From fascinating jewellery fans and aficionados to triggering wars, jewellery heists, and gracing the silver screen, few diamonds are as illustrious and fancy as canary yellow diamonds – aka fancy yellow diamonds.
Is it any wonder they are so highly prized, given their rarity? Diamonds that are coloured anything other than white and clear are classified as fancy, and they come in pink, blue, green and yellow. And while fancy diamonds can be artificially manufactured, only one in 10,000 are naturally coloured, making them ultra rare.
Fancy yellow diamonds
Yellow diamonds are created when nitrogen is present during the formation phase. Colours vary from champagne and golden sunshine all the way through to a warm honey. The more intense the colour, the more valuable the stone, making a canary yellow diamond one of the most expensive fancy diamonds in the world.

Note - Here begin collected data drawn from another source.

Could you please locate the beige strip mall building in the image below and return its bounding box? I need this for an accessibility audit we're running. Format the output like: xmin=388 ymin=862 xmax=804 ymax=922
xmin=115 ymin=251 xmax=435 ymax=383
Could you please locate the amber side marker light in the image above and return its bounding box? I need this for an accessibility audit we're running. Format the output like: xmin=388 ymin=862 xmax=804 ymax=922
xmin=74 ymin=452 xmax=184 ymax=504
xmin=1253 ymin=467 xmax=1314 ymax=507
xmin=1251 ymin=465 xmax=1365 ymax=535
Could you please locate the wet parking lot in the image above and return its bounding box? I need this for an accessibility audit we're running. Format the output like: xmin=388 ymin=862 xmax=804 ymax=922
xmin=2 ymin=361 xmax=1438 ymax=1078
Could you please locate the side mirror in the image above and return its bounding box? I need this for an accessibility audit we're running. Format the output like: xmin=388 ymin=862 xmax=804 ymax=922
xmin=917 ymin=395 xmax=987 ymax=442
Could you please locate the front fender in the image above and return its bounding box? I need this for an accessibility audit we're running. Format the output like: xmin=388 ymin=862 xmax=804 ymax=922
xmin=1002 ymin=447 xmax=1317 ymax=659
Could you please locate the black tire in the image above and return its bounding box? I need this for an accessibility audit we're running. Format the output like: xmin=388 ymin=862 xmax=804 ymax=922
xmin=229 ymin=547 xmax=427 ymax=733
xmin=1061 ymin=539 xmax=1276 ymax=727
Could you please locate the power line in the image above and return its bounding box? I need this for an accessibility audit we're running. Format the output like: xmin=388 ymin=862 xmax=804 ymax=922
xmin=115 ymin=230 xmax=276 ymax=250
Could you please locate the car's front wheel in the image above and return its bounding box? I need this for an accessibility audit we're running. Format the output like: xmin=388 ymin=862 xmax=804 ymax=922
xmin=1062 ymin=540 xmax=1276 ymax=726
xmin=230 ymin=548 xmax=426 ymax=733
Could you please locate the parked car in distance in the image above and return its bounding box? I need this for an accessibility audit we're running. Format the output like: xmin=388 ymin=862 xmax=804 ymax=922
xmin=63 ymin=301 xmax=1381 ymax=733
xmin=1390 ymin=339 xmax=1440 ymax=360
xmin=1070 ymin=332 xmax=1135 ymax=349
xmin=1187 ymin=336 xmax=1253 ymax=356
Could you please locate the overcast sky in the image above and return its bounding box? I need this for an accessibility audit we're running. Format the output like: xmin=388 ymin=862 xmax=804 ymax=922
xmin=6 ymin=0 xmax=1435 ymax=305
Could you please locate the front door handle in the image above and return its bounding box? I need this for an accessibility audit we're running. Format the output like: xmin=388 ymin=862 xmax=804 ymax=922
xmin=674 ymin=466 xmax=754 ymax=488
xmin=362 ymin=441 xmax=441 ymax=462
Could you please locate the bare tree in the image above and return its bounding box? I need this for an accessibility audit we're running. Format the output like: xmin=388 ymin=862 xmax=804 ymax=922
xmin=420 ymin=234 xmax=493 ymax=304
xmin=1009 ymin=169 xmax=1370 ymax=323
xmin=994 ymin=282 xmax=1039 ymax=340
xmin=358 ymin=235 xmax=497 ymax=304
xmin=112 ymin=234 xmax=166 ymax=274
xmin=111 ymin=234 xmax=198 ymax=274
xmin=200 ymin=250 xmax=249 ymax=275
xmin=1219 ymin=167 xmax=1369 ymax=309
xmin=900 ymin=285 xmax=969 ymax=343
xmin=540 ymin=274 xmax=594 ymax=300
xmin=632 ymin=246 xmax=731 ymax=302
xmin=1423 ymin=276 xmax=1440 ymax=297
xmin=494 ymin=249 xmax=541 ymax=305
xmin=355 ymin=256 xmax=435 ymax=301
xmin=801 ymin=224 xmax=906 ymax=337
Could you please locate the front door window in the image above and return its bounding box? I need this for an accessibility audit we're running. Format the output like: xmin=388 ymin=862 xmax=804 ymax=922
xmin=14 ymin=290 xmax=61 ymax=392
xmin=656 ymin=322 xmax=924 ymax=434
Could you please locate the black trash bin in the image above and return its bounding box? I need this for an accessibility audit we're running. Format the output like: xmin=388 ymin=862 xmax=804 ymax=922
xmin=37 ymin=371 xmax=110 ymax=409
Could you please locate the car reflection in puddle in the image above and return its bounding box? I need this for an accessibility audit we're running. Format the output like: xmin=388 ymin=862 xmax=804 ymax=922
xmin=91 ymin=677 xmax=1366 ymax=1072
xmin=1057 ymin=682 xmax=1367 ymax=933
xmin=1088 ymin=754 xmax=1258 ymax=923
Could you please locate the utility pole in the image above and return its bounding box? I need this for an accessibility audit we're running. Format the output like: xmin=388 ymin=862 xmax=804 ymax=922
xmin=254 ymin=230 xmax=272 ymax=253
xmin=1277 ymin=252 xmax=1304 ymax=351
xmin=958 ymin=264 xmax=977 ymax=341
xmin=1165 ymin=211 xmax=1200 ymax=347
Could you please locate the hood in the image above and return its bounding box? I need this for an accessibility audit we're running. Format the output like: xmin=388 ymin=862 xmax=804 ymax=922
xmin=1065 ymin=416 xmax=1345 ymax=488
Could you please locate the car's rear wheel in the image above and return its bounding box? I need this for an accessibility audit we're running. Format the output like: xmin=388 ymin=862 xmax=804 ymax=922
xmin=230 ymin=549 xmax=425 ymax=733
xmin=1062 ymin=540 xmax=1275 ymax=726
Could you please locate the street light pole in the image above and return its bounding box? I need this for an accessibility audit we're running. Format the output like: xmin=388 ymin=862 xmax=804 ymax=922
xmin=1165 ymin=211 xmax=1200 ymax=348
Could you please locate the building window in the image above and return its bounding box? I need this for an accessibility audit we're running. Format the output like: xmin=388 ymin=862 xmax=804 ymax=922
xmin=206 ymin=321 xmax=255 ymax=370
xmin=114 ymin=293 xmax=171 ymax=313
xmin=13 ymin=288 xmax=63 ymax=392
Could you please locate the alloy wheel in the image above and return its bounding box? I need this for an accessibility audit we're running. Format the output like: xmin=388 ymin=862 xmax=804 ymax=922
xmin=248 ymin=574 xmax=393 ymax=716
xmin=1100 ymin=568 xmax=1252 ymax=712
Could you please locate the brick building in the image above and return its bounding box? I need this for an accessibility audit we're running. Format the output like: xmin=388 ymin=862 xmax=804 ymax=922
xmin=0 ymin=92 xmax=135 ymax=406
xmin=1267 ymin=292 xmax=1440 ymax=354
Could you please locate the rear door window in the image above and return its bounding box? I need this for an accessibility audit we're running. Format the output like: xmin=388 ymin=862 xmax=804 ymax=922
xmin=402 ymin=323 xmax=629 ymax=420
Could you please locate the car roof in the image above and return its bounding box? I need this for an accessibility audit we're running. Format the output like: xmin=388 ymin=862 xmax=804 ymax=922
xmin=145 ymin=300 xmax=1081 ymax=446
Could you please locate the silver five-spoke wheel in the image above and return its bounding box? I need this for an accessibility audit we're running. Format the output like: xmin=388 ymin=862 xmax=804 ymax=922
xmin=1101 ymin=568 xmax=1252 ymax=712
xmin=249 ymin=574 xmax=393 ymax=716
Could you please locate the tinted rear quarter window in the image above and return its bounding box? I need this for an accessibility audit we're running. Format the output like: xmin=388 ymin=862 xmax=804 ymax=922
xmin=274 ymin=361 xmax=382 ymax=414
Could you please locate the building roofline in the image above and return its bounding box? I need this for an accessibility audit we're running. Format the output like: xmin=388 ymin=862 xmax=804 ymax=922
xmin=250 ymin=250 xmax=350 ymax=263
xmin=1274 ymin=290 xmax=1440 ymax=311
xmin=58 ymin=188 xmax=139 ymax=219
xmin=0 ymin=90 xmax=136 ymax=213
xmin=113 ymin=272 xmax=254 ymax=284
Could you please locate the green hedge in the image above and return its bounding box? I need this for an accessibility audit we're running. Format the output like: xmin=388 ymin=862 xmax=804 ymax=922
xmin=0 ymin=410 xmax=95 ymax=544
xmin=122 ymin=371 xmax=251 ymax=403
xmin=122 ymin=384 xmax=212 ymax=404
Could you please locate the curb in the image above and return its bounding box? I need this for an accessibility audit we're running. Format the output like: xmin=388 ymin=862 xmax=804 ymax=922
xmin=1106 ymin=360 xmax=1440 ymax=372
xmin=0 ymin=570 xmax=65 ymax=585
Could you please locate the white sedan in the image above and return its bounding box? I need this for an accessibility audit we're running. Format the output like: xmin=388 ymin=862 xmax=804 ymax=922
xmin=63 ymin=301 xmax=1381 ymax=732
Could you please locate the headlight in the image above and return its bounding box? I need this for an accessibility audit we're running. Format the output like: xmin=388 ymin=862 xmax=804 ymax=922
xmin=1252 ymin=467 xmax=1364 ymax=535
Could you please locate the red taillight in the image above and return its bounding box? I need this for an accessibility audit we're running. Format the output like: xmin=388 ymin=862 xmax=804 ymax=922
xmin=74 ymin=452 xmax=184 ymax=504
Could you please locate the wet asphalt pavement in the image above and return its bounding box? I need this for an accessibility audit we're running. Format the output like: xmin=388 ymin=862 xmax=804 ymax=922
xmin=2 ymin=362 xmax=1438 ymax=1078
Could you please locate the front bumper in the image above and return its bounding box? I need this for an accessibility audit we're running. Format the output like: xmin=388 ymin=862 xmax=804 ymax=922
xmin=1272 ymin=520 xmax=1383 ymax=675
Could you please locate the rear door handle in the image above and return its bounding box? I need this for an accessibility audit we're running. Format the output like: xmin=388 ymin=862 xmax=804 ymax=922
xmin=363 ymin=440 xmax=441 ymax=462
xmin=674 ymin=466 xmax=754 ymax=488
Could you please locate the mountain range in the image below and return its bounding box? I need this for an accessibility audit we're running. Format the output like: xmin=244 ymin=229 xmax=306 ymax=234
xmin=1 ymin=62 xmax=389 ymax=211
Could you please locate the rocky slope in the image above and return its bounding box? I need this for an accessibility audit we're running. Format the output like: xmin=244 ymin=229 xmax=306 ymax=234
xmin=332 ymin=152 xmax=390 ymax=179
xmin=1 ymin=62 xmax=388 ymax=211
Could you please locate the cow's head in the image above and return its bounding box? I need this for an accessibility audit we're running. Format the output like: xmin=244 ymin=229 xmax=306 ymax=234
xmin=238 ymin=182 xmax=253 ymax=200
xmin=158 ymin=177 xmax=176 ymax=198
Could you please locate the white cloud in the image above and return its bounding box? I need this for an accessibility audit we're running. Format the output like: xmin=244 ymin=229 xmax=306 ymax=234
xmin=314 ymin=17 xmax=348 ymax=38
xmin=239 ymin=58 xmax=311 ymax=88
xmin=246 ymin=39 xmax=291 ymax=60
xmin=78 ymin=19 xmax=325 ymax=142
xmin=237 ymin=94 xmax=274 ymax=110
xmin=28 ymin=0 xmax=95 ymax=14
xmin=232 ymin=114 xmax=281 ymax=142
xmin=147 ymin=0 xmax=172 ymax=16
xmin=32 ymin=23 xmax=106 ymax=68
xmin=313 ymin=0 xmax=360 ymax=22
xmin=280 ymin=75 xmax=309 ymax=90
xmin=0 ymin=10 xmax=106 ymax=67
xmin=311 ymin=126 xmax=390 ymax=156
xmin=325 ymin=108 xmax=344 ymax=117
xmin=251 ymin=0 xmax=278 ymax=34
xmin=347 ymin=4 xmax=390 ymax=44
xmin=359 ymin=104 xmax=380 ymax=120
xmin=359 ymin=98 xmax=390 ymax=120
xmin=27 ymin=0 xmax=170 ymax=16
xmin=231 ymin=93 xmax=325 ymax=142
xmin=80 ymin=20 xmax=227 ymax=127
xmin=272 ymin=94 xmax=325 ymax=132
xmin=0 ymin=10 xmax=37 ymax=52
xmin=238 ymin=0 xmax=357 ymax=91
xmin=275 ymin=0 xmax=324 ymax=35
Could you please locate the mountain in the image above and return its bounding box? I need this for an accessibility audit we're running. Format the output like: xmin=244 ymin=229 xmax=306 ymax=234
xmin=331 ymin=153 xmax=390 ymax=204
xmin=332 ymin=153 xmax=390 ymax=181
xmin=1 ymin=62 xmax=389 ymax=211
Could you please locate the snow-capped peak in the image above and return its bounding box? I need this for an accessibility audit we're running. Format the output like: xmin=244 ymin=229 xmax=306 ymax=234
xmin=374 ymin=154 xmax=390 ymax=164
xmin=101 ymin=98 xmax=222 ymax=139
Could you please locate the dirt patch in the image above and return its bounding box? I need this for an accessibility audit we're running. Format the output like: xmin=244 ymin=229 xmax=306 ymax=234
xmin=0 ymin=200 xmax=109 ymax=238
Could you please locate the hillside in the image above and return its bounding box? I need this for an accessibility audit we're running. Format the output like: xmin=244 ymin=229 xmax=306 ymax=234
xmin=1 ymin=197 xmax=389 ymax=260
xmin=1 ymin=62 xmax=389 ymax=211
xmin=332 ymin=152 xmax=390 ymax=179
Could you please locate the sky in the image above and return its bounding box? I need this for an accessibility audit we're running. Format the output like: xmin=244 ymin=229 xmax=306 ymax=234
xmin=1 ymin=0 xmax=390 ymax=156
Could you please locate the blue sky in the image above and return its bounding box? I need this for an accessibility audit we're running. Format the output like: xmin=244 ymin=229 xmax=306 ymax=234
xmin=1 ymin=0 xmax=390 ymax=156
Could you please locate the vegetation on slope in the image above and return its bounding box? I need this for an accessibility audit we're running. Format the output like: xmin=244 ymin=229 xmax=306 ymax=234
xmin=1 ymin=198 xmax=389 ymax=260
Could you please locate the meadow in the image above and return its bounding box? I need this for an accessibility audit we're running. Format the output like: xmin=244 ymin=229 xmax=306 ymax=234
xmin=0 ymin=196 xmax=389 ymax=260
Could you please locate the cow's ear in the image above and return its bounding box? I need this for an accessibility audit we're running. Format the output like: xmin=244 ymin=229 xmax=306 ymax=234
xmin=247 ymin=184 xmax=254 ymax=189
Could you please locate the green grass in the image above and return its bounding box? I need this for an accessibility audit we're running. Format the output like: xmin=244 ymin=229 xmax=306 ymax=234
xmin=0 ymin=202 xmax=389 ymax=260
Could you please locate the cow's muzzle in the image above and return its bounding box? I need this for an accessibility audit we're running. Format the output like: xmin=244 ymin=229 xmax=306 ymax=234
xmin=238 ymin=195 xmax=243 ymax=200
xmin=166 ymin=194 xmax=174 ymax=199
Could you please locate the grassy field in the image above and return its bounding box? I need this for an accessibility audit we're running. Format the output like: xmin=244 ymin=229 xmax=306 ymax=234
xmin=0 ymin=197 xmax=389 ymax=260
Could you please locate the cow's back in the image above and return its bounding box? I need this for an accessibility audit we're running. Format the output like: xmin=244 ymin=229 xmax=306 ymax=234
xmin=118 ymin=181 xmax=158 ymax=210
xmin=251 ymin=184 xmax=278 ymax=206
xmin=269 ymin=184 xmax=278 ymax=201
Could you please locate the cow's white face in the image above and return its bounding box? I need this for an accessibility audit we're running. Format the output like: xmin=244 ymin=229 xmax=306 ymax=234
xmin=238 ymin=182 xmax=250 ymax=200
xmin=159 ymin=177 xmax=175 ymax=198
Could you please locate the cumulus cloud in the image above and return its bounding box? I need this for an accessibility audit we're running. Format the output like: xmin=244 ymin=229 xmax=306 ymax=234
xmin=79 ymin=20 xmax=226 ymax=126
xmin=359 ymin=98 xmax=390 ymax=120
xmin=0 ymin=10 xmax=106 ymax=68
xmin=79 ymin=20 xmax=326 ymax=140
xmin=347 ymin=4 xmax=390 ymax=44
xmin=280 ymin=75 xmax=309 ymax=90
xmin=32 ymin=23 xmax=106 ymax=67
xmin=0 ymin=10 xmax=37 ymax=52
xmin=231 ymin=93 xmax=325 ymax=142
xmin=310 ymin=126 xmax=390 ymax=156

Celebrities including Victoria Beckham, Rebecca Romijn, Kelly Clarkson, Carrie Underwood, Adele and Heidi Klum have all opted for a sunshine-coloured sparkler, with even Hilary Clinton partial to a golden flash.
Famous yellow diamonds
There have been a number of famous yellow diamonds over the centuries. A few years ago, the world’s biggest yellow diamond, the Sun Drop, was sold for more than US$12 million to an anonymous bidder at a Sotheby’s auction.
The cushion cut Allnat diamond comes in at more than 100 carats and is currently on display in the Smithsonian Museum in Washington, while the uncut 250+ carat Oppenheimer diamond is also on display at the Smithsonian Institution.
One of the most well known yellow diamonds is the Sancy diamond. It has been around since the 15th century and was involved in wars and jewellery heists, and even worn by Lady Astor on her wedding day at the turn of the 20th century. These days it lives peacefully at the Louvre in Paris.
Then there’s the world famous yellow diamond worn by Audrey Hepburn in the cult classic Breakfast at Tiffany’s. Before it became part of Hollywood legend, the jaw dropping fancy diamond was found in the mines of South Africa in 1878 and was originally 287 carats.